The all-too-real cyberthreat NOBODY is prepared for (Aurora)


By: SGN Staff


Quick Take: I'm far from a security expert and I don't even play one on TV. But I do have lots of friends who are knowledgeable and several of them think the electric power industry is overlooking the biggest cyberthreat of all.


Some context - most national and international security experts now predict a major cyber attack on the United States within the next five years. Many of them believe the electric power grid will be a primary target. And many of those believe the Aurora vulnerability is (currently) the easiest way to attack the grid.

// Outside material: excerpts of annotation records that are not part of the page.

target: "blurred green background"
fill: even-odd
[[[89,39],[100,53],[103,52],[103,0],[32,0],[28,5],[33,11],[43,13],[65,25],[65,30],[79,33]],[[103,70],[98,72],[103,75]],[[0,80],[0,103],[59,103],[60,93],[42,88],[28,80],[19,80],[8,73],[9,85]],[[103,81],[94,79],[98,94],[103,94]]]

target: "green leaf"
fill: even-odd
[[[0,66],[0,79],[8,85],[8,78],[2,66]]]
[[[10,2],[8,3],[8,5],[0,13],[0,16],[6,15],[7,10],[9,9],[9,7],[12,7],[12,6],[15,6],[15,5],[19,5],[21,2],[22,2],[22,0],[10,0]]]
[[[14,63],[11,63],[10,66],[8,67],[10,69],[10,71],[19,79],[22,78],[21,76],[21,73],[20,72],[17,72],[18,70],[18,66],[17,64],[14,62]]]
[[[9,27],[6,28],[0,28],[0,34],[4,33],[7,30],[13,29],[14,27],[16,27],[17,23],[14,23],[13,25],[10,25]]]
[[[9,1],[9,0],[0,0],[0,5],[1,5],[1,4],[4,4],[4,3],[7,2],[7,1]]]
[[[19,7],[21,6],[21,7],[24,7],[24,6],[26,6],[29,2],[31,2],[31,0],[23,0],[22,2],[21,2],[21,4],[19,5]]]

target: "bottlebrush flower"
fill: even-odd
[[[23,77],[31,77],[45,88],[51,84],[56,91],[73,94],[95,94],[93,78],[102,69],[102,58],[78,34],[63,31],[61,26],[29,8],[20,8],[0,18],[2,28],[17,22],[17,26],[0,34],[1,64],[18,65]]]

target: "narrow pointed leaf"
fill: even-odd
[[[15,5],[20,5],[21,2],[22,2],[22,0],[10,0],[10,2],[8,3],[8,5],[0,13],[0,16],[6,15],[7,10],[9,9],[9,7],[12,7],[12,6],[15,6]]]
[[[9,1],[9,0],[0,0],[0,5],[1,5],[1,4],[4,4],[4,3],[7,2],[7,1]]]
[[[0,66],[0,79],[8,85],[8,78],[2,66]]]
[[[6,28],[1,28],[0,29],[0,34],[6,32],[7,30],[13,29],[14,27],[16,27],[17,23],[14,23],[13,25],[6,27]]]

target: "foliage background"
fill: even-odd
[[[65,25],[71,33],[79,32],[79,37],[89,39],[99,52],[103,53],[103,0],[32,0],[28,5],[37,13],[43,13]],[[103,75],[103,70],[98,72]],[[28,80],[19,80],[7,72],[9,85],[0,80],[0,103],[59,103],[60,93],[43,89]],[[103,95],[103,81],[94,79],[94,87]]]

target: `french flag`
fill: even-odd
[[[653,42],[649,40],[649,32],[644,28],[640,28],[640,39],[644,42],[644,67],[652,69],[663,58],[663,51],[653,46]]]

Below I've quoted a paragraph from a September article in Power Magazine. Get your hands on the full article as soon as you can, and hand it to your security team. You'll also want them to review the 2011 IEEE presentation on Aurora Vulnerability Issues and Solutions, which you can download by clicking the link.


Who should be concerned? As the blog's author, cybersecurity expert Joseph Weiss puts it "any electric utility with three-phase rotating electric equipment." How many utilities are prepared? As Power Magazine says: Virtually none. - By Jesse Berst


"An AURORA attack results when a circuit breaker or breakers are opened and closed. resulting in an out-of-phase condition that can damage alternating current (AC) equipment connected to the grid. A demonstration of this for the Department of Homeland Security conducted at the Idaho National Laboratory (INL) in 2007, was broadcast by CNN. The results of this specific test demonstrated that the threat associated with rapidly disconnecting and reconnecting a generator to the grid but out of phase -- via physical or cyber intrusion of control systems conducted maliciously or unintentionally -- could have serious effects on system operation. Connecting AC equipment out of phase is a known vulnerability, but doing it maliciously was brought to light by the test conducted by INL."


Here are a few other key points, according to Power Magazine:


·         Virtually no utilities have taken action to protect against this attack

·         Existing substation protection does not act fast enough to mitigate an Aurora event

·         This gap in protection can only be handled by a hardware fix

·         Aurora damages generators, which can potentially result in a grid collapse

·         Aurora also threatens synchronous induction motors meaning that factories, pipelines, refineries, mass transit and data centers are directly at risk as well

·         Mitigation is inexpensive and straightforward - you place a hardware device between each substation and its loads.


Jesse Berst is the founder and Chief Analyst of SGN and Chairman of the Smart Cities Council, an industry coalition.